И тот правда стал как-то отходить, искривляться, таять, пока не исчез насовсем, как дым исчезает…

А тут и ветром повеяло, свежим, с запахом реки. Глядит: и вправду река перед ним, не Волга ли? А по волнам лодка большая скользит, полотнищем хлопает, полна людей — кто гребет, кто песню запевает, кто сидит, призадумался, кто встал, рекой любуется. Да тут все свои! И Русаков здесь, и Ваня Бородкин, и Катерина, и Дубровин, и Несчастливцев, и Кручинина, и Марфа Борисовна, и много-много еще лиц, сразу и не разглядеть, и не признать каждого… и сам Козьма Захарьич сидит на корме, смотрит из-под ладони на солнечную поверхность воды. Какой день-то славный, солнце, ветер, воля, размах!.. И самому ему, Островскому, так хорошо, так славно стоять вместе со всеми, зная, что плывут далеко, по родному простору и никакая непогодь не остановит ни лодку эту необыкновенную, ни ослепительного течения реки…

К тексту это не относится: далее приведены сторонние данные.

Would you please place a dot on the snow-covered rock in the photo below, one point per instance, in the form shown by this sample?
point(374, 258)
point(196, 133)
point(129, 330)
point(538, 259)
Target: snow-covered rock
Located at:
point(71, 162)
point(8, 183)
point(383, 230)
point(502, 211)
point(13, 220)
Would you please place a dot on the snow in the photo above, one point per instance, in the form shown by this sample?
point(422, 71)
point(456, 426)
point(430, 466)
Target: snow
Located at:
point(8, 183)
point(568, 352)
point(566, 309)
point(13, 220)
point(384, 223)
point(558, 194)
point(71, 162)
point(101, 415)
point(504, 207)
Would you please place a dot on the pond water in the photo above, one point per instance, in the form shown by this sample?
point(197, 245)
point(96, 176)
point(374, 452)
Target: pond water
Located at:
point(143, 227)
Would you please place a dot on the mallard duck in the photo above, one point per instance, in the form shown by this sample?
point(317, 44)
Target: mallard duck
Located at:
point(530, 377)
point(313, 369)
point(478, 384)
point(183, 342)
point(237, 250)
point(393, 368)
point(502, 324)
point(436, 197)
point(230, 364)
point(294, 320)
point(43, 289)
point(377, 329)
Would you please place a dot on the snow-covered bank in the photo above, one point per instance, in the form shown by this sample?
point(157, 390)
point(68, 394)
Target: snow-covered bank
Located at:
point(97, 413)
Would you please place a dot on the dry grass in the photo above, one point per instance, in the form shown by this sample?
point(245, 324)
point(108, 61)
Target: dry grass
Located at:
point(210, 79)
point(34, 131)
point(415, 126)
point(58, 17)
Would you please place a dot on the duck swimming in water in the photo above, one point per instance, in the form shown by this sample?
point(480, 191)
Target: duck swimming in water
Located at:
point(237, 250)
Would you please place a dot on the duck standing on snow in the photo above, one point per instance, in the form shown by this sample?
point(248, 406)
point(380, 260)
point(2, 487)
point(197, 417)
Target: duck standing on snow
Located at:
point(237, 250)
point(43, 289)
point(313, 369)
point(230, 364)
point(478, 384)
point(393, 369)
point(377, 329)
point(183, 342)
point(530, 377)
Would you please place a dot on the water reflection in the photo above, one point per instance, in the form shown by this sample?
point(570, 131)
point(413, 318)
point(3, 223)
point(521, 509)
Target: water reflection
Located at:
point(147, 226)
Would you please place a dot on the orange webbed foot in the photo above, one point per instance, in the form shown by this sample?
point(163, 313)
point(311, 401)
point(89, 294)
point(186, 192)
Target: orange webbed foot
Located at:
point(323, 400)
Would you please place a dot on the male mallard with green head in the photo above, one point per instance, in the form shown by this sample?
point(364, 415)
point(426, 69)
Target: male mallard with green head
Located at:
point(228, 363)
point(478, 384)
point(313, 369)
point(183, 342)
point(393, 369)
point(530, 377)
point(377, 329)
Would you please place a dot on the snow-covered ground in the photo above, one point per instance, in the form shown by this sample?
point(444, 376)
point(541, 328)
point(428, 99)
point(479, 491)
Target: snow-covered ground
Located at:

Экий, однако, «сон воеводы»!

ГЛАВА XIII ЩЕЛЫКОВО

Этого дня он всегда ждал с нетерпением, думал о нем еще с ранней весны. Скорее бы в Щелыково! И вот позади московские дела, заботы, суета, железнодорожная тряска, и вот она, Кинешма, матушка Волга, за которой его обетованные места и приют. Но неизвестно, сколько придется прождать здесь, в Кинешме. Можно и за четверть часа переехать на пароме на тот берег, если погода тепла, Волга тиха. А когда сильный ветер, то преодолевали неспокойную Волгу целых два часа. Бывало и так, что приезжал поутру в Кинешму во время сильной бури с дождем и снегом, хотя и было начало мая; перевозить никто не берется, ветер страшный, Волга в полном разливе, невиданное море воды; ничего не оставалось делать, как сидеть на пристани в холоде и, не дождавшись перемены погоды, перебираться в город, в гостиницу и дожидаться утра, пока ветер не утихнет. На том берегу, у причала, его обычно дожидалась повозка, присланная из усадьбы. Ехал он налегке, все тяжелые вещи — ящики, чемоданы с продуктами, предметами хозяйственного обихода, одеждой, сданные в багаж, должны были добираться до Щелыкова уже своим чередом, вслед за хозяином и его семьей. Иногда семья задерживалась в Москве. Александр Николаевич боялся, как бы в такое раннее весеннее время Мария Васильевна, жена, не простудилась, да и за детей страшно, и ехал один, чтобы с потеплением вернуться за ними и всем вместе выбираться в Щелыково.